Within the past three years, researchers say, legal claims including class-action suits have begun targeting universities and research institutions that recruit millions of people for clinical trials of new drugs and other medical treatments.

As a result, a team of legal experts at the Harvard School of Public Health said human-subject research costs are likely to rise as legal judgments increase, while trial methods could fall victim to tough regulation to minimize legal exposure.

"We fear that the combination of more bureaucratic regulatory oversight and significant exposure to litigation could lead to worse, not better, decision-making about the ethics of research studies," the Harvard team said in an article published in the Annals of Internal Medicine.

The National Institutes of Health say there are 6,300 clinical trials under way in the United States, involving more than 2 million people who must formally agree to participate in research overseen by institutional review boards.

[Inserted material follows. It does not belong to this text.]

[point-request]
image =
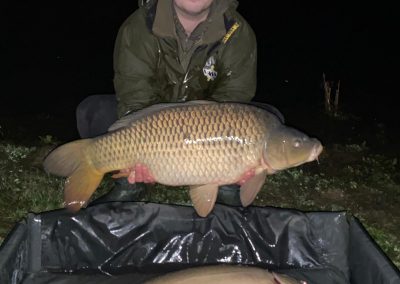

The self-regulated system came into being decades ago in response to the Tuskegee syphilis experiments in which researchers withheld treatment from black participants.

Critics say the charging U.S. stock market of the 1990s helped inflame corporate demand for new drug products, leading medical researchers into potential conflicts of interest.

"There are 10 times the number of clinical trials going on today," said trial lawyer Alan Milstein, who specializes in clinical trial litigation and rejects suggestions that recent lawsuits could stifle research.

"There have been some widely publicized bad outcomes for trials at well-reputed institutions which have caught the public's attention," said Michelle Mello, assistant Harvard professor of health policy and law.

"With the growing participation of the pharmaceutical industry in trials, you have perhaps the greater perception that these are not doctors working to improve public health."

A spokesman for the U.S. pharmaceutical industry said drugmakers are victimized by a "bad perception," which he blamed on the distortions of critics.

Mello said shifting perceptions surrounding clinical trials had already raised legal risks for clinical studies.

Where lawsuits once focused on consent issues, legal claims now include fraud or even allege violations of international laws such as the Nuremberg code on human experimentation from the trials of Nazi war crimes.

Lawsuits also have come to name larger numbers of defendants, from drug company sponsors and top university officials to review board members and consulting bioethicists.